I only recently met Kathryn Elkin and had the chance to familiarise myself with her body of work. Kathryn started talking about her interests and showcased her recent work Mutatis Mutandis (2014). The video focuses on a still life on a dark tabletop placed against a yellow backdrop. The most striking component of this is a bloody liver in a crystal dish; a wooden baton stands behind it, while the rest of the tabletop is occupied by a glass of red wine, a half-filled milk bottle and a red-andwhite tea towel on a plate.

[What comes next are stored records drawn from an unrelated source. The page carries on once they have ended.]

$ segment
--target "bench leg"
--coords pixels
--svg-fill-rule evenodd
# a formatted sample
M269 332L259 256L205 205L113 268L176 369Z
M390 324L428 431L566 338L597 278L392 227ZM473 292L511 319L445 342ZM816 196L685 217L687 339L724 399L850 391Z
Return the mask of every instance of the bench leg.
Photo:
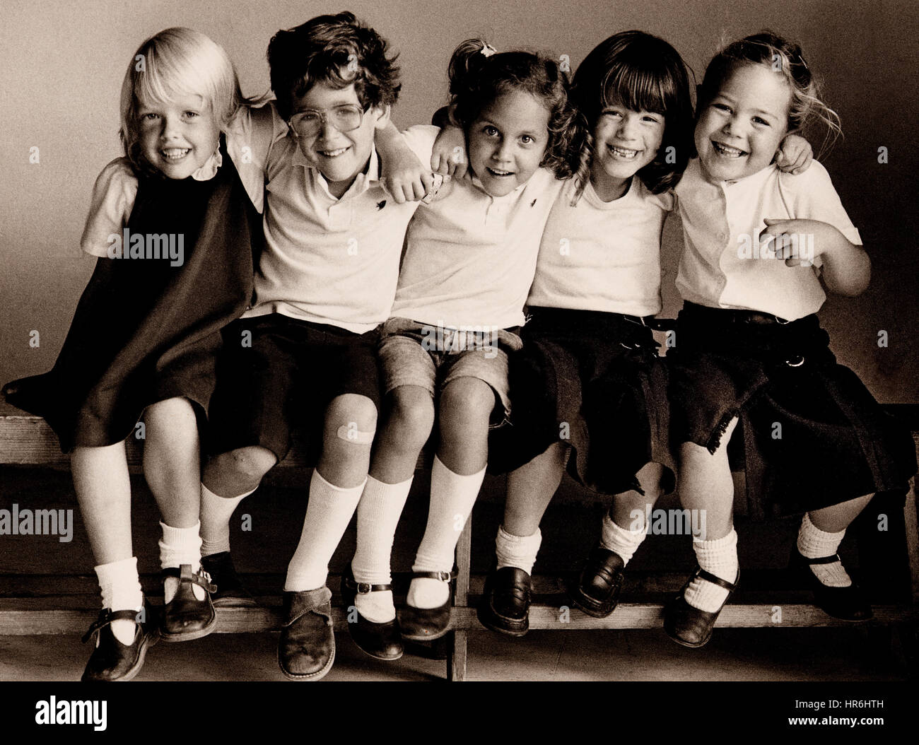
M466 680L466 632L454 631L447 653L447 679L460 683Z

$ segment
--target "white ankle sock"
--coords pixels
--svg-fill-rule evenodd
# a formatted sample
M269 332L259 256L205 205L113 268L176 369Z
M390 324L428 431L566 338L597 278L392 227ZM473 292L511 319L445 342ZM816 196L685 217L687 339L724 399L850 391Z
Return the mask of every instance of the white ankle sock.
M191 564L192 572L201 568L201 524L196 523L191 527L172 527L165 523L160 523L163 528L163 537L160 539L160 567L181 567ZM166 577L163 581L163 602L168 603L178 592L178 577ZM191 586L195 597L204 600L203 587L197 584Z
M367 477L364 493L357 502L357 547L351 559L351 571L357 581L370 584L392 581L390 570L392 538L413 479L387 484L372 476ZM354 604L361 615L375 624L385 624L396 617L391 592L358 594Z
M642 517L641 522L644 523ZM638 547L641 545L646 535L647 526L642 525L638 530L629 530L620 526L609 513L603 516L603 531L600 534L600 545L604 548L619 555L623 564L628 564L634 556Z
M484 478L484 468L469 476L453 473L435 456L427 525L412 565L413 571L453 570L457 541L472 512ZM449 595L447 582L421 577L412 580L405 602L415 608L437 608L443 605Z
M494 536L494 557L498 560L498 569L516 567L528 574L533 573L536 555L539 553L542 544L542 533L539 528L532 536L515 536L505 530L504 525L498 525L498 535Z
M316 590L325 584L329 559L345 535L366 483L367 480L345 489L326 481L318 468L312 472L303 530L288 565L284 592Z
M113 611L131 610L138 613L143 607L143 592L137 575L137 558L122 559L96 567L102 591L102 607ZM122 644L134 640L134 622L126 619L112 621L115 638Z
M737 532L732 528L723 538L714 541L692 539L698 565L706 571L733 584L737 580ZM723 587L697 579L683 593L686 603L700 611L714 613L724 603L728 591Z
M839 549L839 544L845 535L845 530L839 533L821 530L811 522L811 515L804 513L800 530L798 531L798 550L807 559L833 556ZM834 561L832 564L811 564L811 571L827 587L849 587L852 584L852 578L841 561Z
M220 497L201 484L201 556L230 550L230 518L236 505L255 491Z

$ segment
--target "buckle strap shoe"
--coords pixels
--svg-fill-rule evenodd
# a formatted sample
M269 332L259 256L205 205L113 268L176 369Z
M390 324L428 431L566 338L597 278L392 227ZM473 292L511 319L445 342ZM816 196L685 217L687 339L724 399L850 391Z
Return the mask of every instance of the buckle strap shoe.
M355 605L357 595L385 592L391 593L392 585L356 581L351 567L342 575L342 599L347 613L347 630L354 643L377 660L398 660L404 651L398 619L382 624L369 621ZM352 614L357 616L354 621L351 620L354 617Z
M236 574L233 557L229 551L201 557L201 568L208 572L210 581L217 585L217 592L212 593L210 600L215 608L246 607L256 605L255 599L243 586Z
M709 571L706 571L701 567L697 567L696 571L686 580L686 584L680 590L679 594L671 600L664 609L664 630L677 644L684 647L704 647L711 638L711 630L718 620L718 615L724 608L725 604L731 599L734 591L740 584L740 571L737 572L737 579L733 583L716 577ZM724 603L717 611L702 611L694 608L686 601L684 593L686 588L697 578L705 580L707 582L717 584L728 591L728 596Z
M836 561L841 562L838 554L808 559L798 550L797 546L791 549L791 567L804 576L808 587L813 592L817 607L827 615L842 621L868 621L874 615L871 604L855 580L848 587L830 587L811 571L812 564L833 564Z
M284 626L278 640L278 664L291 681L318 681L335 660L332 592L284 593Z
M189 641L208 636L217 626L217 613L210 602L210 593L217 587L210 583L207 571L191 570L191 564L181 567L167 567L162 571L163 578L177 577L178 589L163 611L163 625L160 636L164 641ZM204 589L204 600L195 597L192 585Z
M572 600L595 618L606 618L619 602L625 563L615 551L597 545L572 588Z
M529 631L531 593L531 578L522 569L493 570L485 580L484 593L477 610L479 620L499 634L524 636Z
M448 582L454 578L451 571L413 571L412 579L428 578ZM453 605L452 589L447 602L437 608L415 608L405 604L399 615L403 639L411 641L431 641L439 639L450 630L450 609Z
M142 611L143 613L143 611ZM130 681L141 672L147 649L157 641L155 631L147 630L146 624L138 622L140 614L133 610L112 611L103 609L83 636L83 643L95 639L89 661L86 662L83 677L85 682ZM111 622L119 620L133 621L136 624L134 639L130 644L122 644L112 634Z

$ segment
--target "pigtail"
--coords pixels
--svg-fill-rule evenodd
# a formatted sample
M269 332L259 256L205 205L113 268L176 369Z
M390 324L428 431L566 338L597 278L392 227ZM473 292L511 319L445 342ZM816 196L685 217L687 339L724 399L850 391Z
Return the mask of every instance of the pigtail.
M453 51L447 68L449 79L450 123L464 127L478 116L482 105L482 76L495 49L482 39L467 39Z

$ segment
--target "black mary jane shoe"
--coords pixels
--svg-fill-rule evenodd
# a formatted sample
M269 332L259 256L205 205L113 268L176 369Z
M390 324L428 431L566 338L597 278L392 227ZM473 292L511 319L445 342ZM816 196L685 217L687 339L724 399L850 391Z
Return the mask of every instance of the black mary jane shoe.
M211 583L217 585L217 592L210 594L210 601L215 608L249 607L258 604L252 593L243 586L229 551L202 556L201 568L208 572Z
M217 587L210 583L210 577L203 569L193 573L191 564L183 564L179 568L168 567L162 571L164 580L166 577L177 577L178 590L176 595L163 609L163 624L160 628L160 638L164 641L190 641L206 637L217 626L217 613L214 604L210 601L210 593ZM195 597L192 585L204 588L204 600Z
M476 609L486 628L507 637L529 631L530 576L517 567L493 570L485 580L482 602Z
M374 623L361 615L355 605L355 599L358 594L387 591L391 593L392 585L356 581L350 567L342 575L342 600L347 614L347 630L354 643L377 660L398 660L404 651L398 619L393 618L382 624ZM352 621L352 618L355 620Z
M453 579L453 573L449 571L412 572L413 580L423 577L448 582ZM452 605L452 592L448 594L447 602L437 608L415 608L414 605L406 604L399 614L399 625L402 626L403 638L411 641L439 639L450 630Z
M106 683L130 681L141 672L147 649L156 643L157 635L155 631L148 631L146 624L137 620L139 615L137 611L111 611L108 608L99 614L83 637L84 644L94 639L96 649L80 680ZM111 622L119 620L136 624L134 640L130 644L122 644L112 634Z
M811 570L811 564L833 564L835 561L841 562L838 554L808 559L798 550L797 546L791 549L791 568L803 577L807 586L813 592L814 604L818 608L841 621L868 621L874 615L871 604L855 580L848 587L830 587L818 580L817 575Z
M335 661L332 593L316 590L284 593L284 626L278 639L278 664L291 681L318 681Z
M677 644L684 647L704 647L711 638L711 630L718 620L718 615L724 608L725 604L731 599L737 586L740 584L740 572L737 572L737 579L733 584L716 577L711 572L706 571L701 567L697 567L696 571L686 580L685 585L680 590L679 594L671 600L664 609L664 630ZM721 604L721 607L717 611L702 611L694 608L686 601L685 593L686 588L697 578L705 580L719 587L723 587L728 591L728 596Z
M587 615L606 618L619 602L624 568L622 557L596 546L587 557L577 582L571 588L574 604Z

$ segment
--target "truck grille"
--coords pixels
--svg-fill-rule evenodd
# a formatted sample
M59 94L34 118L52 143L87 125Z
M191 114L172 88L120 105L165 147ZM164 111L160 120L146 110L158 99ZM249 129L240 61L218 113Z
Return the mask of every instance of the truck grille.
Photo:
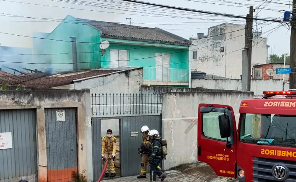
M296 182L296 161L254 157L253 164L253 181L269 182L278 181L272 174L272 167L276 164L285 164L289 168L289 178L284 181L287 182Z

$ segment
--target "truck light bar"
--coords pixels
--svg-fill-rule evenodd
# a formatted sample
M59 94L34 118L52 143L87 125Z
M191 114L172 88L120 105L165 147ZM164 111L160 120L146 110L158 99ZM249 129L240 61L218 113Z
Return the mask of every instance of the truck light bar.
M263 94L265 95L296 95L295 91L264 91Z

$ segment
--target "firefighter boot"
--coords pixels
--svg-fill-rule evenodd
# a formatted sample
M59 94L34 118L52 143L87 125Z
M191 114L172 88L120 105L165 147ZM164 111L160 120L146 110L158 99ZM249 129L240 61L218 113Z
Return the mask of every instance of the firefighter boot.
M110 175L110 178L114 178L115 177L115 176L116 175L116 174L115 173L111 173L111 175Z
M163 175L162 175L162 176L161 176L161 179L160 180L161 181L163 181L163 180L164 180L164 179L166 177L166 174L163 173Z

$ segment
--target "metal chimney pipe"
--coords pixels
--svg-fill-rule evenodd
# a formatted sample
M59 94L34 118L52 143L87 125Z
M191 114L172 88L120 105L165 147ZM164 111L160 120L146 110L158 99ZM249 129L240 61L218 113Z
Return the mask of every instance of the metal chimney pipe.
M76 46L76 37L70 37L72 42L72 56L73 65L73 71L78 70L77 61L77 47Z

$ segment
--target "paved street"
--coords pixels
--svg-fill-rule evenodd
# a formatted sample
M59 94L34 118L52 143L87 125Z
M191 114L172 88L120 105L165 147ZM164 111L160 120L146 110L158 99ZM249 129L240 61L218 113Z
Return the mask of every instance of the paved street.
M169 182L225 182L230 181L231 179L217 176L208 165L203 163L184 165L179 169L166 172L167 177L164 181ZM150 177L148 175L146 179L138 179L137 176L129 176L106 180L104 182L148 182ZM157 181L160 181L158 178Z

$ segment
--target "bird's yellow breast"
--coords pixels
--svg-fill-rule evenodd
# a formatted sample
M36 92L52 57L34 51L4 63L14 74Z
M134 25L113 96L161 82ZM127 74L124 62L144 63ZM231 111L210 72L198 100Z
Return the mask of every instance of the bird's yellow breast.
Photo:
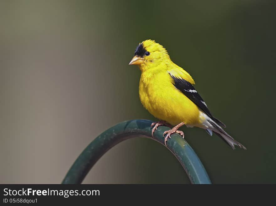
M198 107L175 87L166 71L142 72L139 85L142 104L156 118L173 125L183 122L192 126L199 122Z

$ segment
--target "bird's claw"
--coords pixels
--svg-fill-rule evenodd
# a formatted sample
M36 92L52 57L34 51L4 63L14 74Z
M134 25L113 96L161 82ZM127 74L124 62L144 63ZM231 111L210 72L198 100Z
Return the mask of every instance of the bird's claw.
M164 125L167 126L171 126L171 125L170 125L169 124L165 121L162 120L159 121L157 122L153 122L151 123L151 127L153 127L153 128L151 130L151 136L152 136L153 137L153 133L154 132L154 131L156 130L158 130L157 128L160 126Z
M165 139L164 140L164 143L165 144L165 145L166 146L167 146L166 142L168 140L168 139L169 138L170 139L172 139L172 138L171 137L171 135L172 134L173 134L174 133L177 133L178 134L179 134L182 136L183 139L184 139L184 133L182 131L180 131L180 130L177 130L177 129L176 128L174 128L171 129L170 129L170 130L165 131L165 132L164 132L164 133L163 134L163 137L165 137ZM167 134L167 135L166 135L166 136L165 137L165 135L166 134Z

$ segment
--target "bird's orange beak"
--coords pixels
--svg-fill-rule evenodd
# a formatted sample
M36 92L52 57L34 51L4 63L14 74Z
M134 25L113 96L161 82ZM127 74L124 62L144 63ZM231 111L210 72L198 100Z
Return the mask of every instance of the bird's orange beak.
M142 57L138 56L137 55L134 56L131 61L128 64L130 65L132 64L141 64L144 62L143 59Z

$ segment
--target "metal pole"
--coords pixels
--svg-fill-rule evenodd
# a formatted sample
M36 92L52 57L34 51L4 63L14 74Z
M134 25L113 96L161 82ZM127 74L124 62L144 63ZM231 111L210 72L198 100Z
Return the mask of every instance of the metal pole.
M135 137L152 139L164 146L163 134L170 128L160 126L151 136L152 121L145 119L126 121L112 127L97 137L81 154L70 168L62 184L80 184L97 161L112 147ZM193 184L211 184L204 166L196 154L180 135L173 134L167 142L167 148L183 166Z

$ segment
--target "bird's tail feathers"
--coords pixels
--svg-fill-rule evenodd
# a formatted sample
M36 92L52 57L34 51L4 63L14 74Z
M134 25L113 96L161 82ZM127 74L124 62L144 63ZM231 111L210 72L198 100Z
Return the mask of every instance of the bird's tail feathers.
M238 146L241 148L242 148L245 150L246 149L244 146L234 140L232 137L223 130L222 128L216 123L214 121L209 120L208 121L213 125L215 129L216 129L216 131L213 130L213 131L223 140L225 141L233 150L235 149L235 145Z
M222 122L221 122L217 118L215 117L212 117L212 119L213 119L214 121L217 123L221 127L226 127L226 126Z

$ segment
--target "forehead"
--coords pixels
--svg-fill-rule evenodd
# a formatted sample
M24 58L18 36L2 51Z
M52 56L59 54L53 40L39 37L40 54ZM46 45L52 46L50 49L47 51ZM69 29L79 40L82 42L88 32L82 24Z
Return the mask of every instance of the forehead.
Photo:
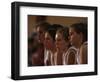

The aesthetics of the film reminded me of the Belgian-born poet, writer and painter Henri Michaux’s short stories: the abstract, inexplicable state of affairs as an anonymous hand moves the piece of liver or pours the milk, invigorating the listener’s senses, while a voiceover informs you of a fable that was once told to the artist by her mother. It describes a liver becoming animated if left with a glass bottle of milk in the fridge overnight. Kathryn translates the story with jump cuts, while discrepancies between visual representation and spoken pronunciation introduce word plays and free associations, appropriating the fable. Mutatis Mutandis is a Latin phrase meaning ‘the things being changed which need to be changed’. The necessary change (in the title) is brought alive through the image and the voiceover that transcribes and translates the movement captured as speech.
In the follow-up to our conversation, Kathryn brought forward her recent commission Michael’s Theme (2014). This videowork makes use of previously unbroadcast fragments from the opening and closing of several episodes in the first two series of Parkinson, a talkshow programme from the 1970s. Elkin produced the work as part of the Artists and Archives: Artists’ Moving Image at the BBC residency programme that offered unprecedented access to the corporation’s facilities and archives. The artwork is not only a collage of cutouts (from the recordings of Parkinson) but also a composition of Elkin’s improvisations and interventions within the ‘making of’ the programme.
These two works for me are hints at Elkin’s extensive body of work that manifests itself as performance, video and writing. What astonishes me the most are her genuine engagement, the aesthetics of her production and her irregular artistic conduct.
Born in Belfast, now based in Glasgow, Kathryn Elkin focuses on writing, video and performance work. As well as participating in the Artists’ Moving Image project with BBC Scotland, her work has been shown as part of the Collective Gallery Edinburgh’s satellite programme and is currently included in Till the Stars Turn Cold at Glasgow Sculpture Studios to 14 March. Selected by Fatoş Üstek, independent curator and writer, London.